Plusieurs centaines de salariés de Renault se sont réunis ce jeudi 25 juin devant le Technocentre de Guyancourt, dans les Yvelines, pour protester contre les suppressions d’emplois annoncées par la direction. Ce mouvement intervient alors que le groupe a confirmé son intention de réduire massivement ses effectifs d’ingénieurs en France d’ici 2027.
Selon les syndicats, le plan prévoit la fermeture du site d’ingénierie de Villiers-Saint-Frédéric, également situé dans les Yvelines, ainsi que la suppression de plusieurs centaines de postes d’ingénieurs. Les organisations syndicales évoquent un « plan social déguisé », estimant que ces mesures sont déguisées derrière un dispositif de départs volontaires.
Les manifestants dénoncent une stratégie qui fragilise l’emploi et l’expertise technique en France, alors que le constructeur affiche des bénéfices confortables. La direction de Renault justifie ces coupes par la nécessité de réduire les coûts et d’adapter l’entreprise à la transition vers le véhicule électrique.
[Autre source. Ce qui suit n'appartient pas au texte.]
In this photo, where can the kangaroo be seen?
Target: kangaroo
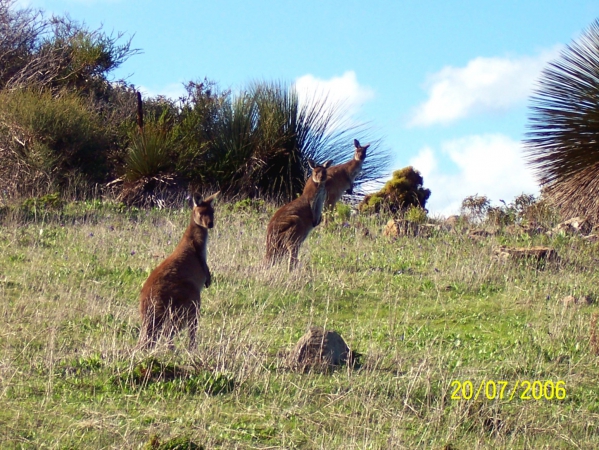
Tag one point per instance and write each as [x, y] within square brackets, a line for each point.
[340, 178]
[171, 294]
[292, 223]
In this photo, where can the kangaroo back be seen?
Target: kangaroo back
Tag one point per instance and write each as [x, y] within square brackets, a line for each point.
[292, 223]
[170, 297]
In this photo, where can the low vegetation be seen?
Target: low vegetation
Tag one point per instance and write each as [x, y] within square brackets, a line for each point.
[421, 312]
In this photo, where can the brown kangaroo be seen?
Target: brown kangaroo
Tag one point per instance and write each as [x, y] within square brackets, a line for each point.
[171, 294]
[292, 223]
[340, 178]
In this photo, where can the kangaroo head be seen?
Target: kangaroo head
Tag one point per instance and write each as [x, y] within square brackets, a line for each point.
[319, 173]
[360, 153]
[203, 212]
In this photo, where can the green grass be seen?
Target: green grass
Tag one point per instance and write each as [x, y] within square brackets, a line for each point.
[422, 312]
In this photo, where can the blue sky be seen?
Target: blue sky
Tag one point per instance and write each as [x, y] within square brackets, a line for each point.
[445, 84]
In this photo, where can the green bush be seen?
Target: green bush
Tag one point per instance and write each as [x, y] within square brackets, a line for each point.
[55, 139]
[403, 191]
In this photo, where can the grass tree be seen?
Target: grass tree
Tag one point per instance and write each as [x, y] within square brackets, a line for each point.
[562, 143]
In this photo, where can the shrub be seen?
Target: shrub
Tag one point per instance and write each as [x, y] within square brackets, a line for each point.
[475, 207]
[416, 214]
[402, 191]
[50, 140]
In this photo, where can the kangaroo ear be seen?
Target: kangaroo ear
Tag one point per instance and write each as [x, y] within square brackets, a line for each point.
[212, 197]
[196, 199]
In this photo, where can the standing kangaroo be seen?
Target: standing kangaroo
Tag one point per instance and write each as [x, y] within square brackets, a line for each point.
[171, 294]
[340, 178]
[292, 223]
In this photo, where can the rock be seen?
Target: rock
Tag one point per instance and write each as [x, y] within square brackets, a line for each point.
[570, 300]
[479, 234]
[397, 228]
[537, 253]
[452, 221]
[576, 225]
[320, 348]
[400, 227]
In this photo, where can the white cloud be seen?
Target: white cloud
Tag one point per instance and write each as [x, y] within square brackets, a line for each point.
[172, 91]
[485, 84]
[344, 91]
[490, 165]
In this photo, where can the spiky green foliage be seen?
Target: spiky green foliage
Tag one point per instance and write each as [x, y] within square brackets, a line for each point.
[404, 190]
[563, 142]
[258, 141]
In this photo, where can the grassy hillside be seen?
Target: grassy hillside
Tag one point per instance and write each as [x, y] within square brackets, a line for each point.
[423, 312]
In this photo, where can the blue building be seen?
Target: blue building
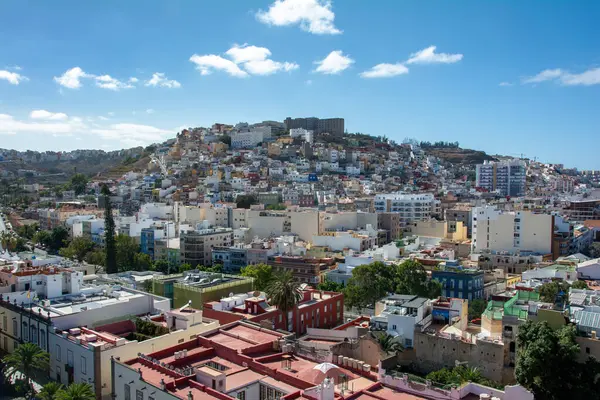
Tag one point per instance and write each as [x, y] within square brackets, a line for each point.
[459, 282]
[233, 259]
[147, 241]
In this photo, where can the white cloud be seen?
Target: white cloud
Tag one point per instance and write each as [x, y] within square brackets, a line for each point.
[545, 75]
[47, 115]
[208, 63]
[385, 71]
[314, 16]
[334, 63]
[245, 59]
[159, 79]
[11, 126]
[586, 78]
[129, 133]
[429, 56]
[110, 83]
[245, 52]
[12, 77]
[268, 67]
[71, 79]
[120, 134]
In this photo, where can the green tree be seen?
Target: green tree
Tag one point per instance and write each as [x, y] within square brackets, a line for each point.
[147, 286]
[77, 391]
[27, 231]
[50, 391]
[27, 359]
[543, 354]
[411, 278]
[369, 283]
[185, 267]
[476, 308]
[245, 201]
[262, 274]
[126, 248]
[163, 266]
[549, 292]
[79, 183]
[284, 293]
[226, 139]
[579, 285]
[331, 286]
[41, 237]
[142, 262]
[96, 257]
[110, 245]
[59, 237]
[77, 249]
[389, 343]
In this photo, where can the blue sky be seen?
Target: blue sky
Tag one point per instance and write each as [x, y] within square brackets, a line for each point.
[506, 77]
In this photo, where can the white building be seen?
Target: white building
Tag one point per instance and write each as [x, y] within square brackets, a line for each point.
[511, 232]
[411, 207]
[354, 240]
[506, 177]
[241, 140]
[306, 135]
[398, 315]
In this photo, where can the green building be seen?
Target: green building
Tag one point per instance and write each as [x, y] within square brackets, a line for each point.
[199, 287]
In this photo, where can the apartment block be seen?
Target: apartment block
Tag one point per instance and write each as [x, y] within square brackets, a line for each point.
[196, 246]
[512, 232]
[333, 126]
[196, 288]
[410, 207]
[507, 177]
[316, 309]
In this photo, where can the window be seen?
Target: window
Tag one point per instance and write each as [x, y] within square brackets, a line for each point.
[127, 391]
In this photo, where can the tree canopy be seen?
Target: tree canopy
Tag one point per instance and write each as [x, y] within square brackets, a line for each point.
[371, 282]
[543, 356]
[262, 274]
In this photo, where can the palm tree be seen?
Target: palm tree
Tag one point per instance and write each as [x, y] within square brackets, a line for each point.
[389, 343]
[27, 359]
[50, 391]
[284, 292]
[77, 391]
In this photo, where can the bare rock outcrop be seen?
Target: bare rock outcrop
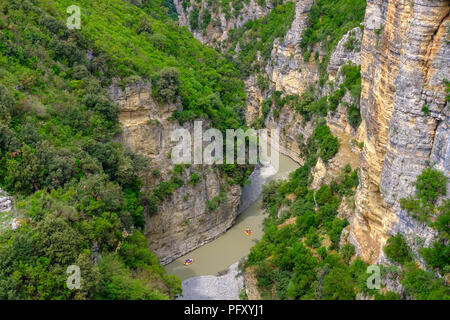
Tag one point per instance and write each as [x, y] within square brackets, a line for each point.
[183, 221]
[405, 57]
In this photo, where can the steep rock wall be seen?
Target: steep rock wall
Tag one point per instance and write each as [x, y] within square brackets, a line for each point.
[218, 30]
[405, 57]
[183, 221]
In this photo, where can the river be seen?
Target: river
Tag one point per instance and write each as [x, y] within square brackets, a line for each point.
[233, 245]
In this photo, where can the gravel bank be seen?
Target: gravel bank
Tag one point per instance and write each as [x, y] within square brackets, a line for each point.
[224, 287]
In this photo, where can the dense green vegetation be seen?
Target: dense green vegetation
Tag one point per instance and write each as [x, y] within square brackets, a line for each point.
[329, 21]
[304, 260]
[419, 283]
[77, 189]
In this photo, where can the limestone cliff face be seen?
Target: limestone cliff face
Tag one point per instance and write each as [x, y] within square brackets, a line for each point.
[287, 69]
[405, 57]
[183, 221]
[221, 23]
[290, 74]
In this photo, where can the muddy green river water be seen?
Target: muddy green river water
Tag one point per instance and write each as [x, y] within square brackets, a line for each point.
[235, 244]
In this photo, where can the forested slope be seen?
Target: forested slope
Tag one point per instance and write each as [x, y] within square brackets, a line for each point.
[77, 190]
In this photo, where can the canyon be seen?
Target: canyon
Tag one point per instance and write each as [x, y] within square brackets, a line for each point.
[403, 66]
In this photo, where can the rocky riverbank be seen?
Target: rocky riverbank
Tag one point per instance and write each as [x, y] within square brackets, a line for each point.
[221, 287]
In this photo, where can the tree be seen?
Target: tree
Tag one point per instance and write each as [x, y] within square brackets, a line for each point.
[339, 285]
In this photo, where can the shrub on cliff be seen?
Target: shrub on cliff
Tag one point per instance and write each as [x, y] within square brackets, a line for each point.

Un porte-parole de la CGT a déclaré que les salariés ne se laisseront pas faire et que des actions seront poursuivies dans les prochaines semaines.
Ce projet de restructuration, qui pourrait toucher entre 600 et 800 ingénieurs selon les estimations non confirmées, s’inscrit dans le cadre plus large d’une réorganisation mondiale du groupe. Les élus locaux et certains parlementaires ont également exprimé leur inquiétude face à ces suppressions, qui surviennent dans un contexte déjà tendu pour l’industrie automobile française.
La direction n’a pas commenté la mobilisation de ce jeudi. Les syndicats attendent désormais l’ouverture de négociations formelles sur les conditions de départ et les mesures d’accompagnement. Le site de Villiers-Saint-Frédéric emploie plusieurs centaines de personnes, principalement des ingénieurs et techniciens spécialisés dans la conception de véhicules.